Эйзен отложил мобильник подальше, отогнав мысль о звонке старшей сестре. Справится, уже не маленький. Хотя, конечно, ее острые словечки пришлись бы кстати сейчас.
Он пошел в душ и включил воду. Струи горячей воды с силой били в лицо, которое он блаженно подставлял, прикрыв глаза. Густые волосы мгновенно намокли и прилипли к спине и шее, а поток воды стекал по хорошо тренированному подтянутому телу танцора. Он стоял, не шевелясь, наслаждаясь удивительно приятным ощущением очищения. Джон чувствовал, как вода смывает с него усталость и нервное напряжение, успокаивает тело и приводит в порядок чувства. Тугие мышцы расслаблялись и благодарно впитывали живительную влагу. А любимый шампунь со сладковатым запахом черники, которым парень обильно намылил шевелюру, невольно вызывал улыбку блаженства.
Подуспокоившись, он, умиротворенный, раскрасневшийся от горячего пара, выключил воду и обернулся вокруг бедер махровым полотенцем. Приятная ткань уютно обтянула спортивное тело, а он сам подошел к большому зеркалу. В отражении парень увидел себя, и устало улыбнулся.
- Да, дружок, вид у тебя не важный. – подмигнул он себе и достал фен. Из зеркала на него смотрел парень с мокрыми кольцами волос. От воды его природные завитки становились еще кудрявее, и расчесать их было сложновато. Щеки на вытянутом лице ввалились, от чего черты лица заострились. Под глазами едва обозначились синяки, а сами белки покрылись едва заметной сеткой красных сосудиков от недосыпа. Изменения на лице были едва уловимы и скорее только внимательному взгляду. Но самое главное, Джон видел, что изменился его взгляд. И это пугало его сильнее всего. Всегда искрящиеся весельем и уверенностью в себе, безумной энергией и жаждой деятельности, сейчас его глаза стали тускловатыми и потухшими. Нервное напряжение давало о себе знать.

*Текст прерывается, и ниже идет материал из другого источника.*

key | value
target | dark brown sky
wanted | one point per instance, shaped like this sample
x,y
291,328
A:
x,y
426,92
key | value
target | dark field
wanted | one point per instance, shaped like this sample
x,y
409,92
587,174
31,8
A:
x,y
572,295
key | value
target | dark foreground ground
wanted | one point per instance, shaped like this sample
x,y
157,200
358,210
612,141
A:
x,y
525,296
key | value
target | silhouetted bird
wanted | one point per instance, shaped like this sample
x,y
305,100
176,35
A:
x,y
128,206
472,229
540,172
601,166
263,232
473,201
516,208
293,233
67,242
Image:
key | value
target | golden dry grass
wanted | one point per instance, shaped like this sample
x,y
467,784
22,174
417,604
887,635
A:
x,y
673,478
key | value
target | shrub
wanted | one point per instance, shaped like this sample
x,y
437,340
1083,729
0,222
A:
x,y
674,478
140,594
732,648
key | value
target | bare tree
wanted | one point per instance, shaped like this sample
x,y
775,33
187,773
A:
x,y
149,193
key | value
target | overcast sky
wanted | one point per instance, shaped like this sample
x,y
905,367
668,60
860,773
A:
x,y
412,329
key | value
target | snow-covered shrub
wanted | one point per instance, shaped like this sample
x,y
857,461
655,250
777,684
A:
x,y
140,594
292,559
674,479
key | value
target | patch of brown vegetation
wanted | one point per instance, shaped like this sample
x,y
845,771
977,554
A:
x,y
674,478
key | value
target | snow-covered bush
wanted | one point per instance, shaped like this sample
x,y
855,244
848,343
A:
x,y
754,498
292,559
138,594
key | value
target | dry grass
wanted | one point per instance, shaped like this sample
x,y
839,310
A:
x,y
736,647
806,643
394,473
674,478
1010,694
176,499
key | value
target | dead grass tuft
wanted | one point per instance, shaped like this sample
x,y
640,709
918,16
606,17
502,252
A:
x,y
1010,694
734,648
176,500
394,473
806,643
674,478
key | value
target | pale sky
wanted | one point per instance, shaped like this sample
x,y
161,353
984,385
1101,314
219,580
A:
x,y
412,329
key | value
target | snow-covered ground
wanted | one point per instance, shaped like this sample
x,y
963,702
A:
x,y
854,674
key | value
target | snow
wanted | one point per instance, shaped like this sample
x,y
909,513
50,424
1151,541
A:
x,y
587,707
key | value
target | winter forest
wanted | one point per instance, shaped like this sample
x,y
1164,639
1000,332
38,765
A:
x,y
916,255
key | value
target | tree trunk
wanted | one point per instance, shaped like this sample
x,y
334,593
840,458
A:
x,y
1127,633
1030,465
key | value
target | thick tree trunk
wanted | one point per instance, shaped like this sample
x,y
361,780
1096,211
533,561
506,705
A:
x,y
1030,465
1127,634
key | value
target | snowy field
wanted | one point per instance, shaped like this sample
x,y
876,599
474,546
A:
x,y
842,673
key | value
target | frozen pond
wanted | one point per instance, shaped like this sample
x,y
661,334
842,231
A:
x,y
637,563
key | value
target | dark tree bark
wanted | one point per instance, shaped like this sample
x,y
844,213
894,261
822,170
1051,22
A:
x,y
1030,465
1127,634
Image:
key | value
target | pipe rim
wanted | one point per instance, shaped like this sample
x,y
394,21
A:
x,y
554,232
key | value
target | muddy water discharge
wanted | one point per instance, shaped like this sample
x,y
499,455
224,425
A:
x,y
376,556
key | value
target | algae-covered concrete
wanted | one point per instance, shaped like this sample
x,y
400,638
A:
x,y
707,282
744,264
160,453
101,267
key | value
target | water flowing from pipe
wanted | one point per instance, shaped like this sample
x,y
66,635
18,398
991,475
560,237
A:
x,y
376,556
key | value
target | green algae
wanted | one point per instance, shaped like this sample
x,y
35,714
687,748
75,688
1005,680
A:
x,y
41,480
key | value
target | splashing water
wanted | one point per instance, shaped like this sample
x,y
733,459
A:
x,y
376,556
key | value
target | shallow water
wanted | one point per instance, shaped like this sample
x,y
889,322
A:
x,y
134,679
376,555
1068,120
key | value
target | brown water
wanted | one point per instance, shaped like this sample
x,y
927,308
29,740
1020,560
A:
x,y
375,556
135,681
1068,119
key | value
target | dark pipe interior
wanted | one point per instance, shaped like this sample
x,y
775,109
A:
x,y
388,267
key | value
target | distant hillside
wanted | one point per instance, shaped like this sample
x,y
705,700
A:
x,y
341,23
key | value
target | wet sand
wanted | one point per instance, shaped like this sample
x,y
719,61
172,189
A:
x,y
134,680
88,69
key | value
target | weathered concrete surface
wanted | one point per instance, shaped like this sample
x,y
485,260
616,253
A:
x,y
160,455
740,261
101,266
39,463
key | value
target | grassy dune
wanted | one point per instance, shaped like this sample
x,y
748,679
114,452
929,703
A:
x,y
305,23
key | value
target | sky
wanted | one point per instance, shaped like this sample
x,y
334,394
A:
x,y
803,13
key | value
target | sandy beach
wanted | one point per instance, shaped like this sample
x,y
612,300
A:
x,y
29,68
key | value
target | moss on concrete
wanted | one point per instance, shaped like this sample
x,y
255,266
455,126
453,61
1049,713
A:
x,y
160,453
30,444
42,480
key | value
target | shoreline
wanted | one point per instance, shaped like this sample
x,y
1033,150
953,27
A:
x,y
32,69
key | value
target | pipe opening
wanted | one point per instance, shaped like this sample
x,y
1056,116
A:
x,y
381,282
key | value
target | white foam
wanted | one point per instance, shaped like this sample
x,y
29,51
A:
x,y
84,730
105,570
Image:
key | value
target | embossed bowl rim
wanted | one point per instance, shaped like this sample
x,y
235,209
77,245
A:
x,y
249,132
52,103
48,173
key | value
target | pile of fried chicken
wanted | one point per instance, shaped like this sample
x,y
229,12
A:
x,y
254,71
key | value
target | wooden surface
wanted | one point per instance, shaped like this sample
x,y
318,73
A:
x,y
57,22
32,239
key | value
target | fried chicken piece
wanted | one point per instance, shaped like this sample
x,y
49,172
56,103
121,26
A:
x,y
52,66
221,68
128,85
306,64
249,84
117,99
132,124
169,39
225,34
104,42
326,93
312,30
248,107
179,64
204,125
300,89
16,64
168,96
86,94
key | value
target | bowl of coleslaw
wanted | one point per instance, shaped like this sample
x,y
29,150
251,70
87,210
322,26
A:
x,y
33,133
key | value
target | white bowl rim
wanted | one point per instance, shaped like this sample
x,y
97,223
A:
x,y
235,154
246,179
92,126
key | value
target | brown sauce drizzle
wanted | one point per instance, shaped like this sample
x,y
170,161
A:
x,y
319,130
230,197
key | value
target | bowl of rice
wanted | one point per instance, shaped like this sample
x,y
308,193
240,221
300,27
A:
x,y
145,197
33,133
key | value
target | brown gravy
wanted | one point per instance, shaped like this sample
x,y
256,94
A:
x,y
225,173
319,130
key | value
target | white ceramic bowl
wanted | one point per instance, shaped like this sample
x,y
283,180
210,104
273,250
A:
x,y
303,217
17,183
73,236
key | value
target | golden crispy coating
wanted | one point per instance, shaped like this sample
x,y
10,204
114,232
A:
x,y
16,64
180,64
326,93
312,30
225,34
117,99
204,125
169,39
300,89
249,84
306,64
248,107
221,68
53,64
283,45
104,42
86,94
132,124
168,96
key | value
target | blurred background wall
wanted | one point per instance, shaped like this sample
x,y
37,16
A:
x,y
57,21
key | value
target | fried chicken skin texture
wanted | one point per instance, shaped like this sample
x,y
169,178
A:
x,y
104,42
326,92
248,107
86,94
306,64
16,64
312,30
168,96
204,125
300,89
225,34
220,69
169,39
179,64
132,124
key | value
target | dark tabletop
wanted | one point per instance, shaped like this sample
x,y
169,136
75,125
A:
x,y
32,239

- Да что я в самом деле! – фыркнул Джон и отложил фен. Грива кудряшек, ставшая его своеобразной визитной карточкой, лежала привычно идеально. После премьер с Меркуцио, Эйзен понял цену этим всегда раньше мучащим его непослушным локонам, и привык старательно ухаживать за ними. И эта шевелюра на поклонниц действовала с поразительным эффектом разорвавшейся бомбы. Но то поклонницы Меркуцио, а как они отнесутся к его новому амплуа?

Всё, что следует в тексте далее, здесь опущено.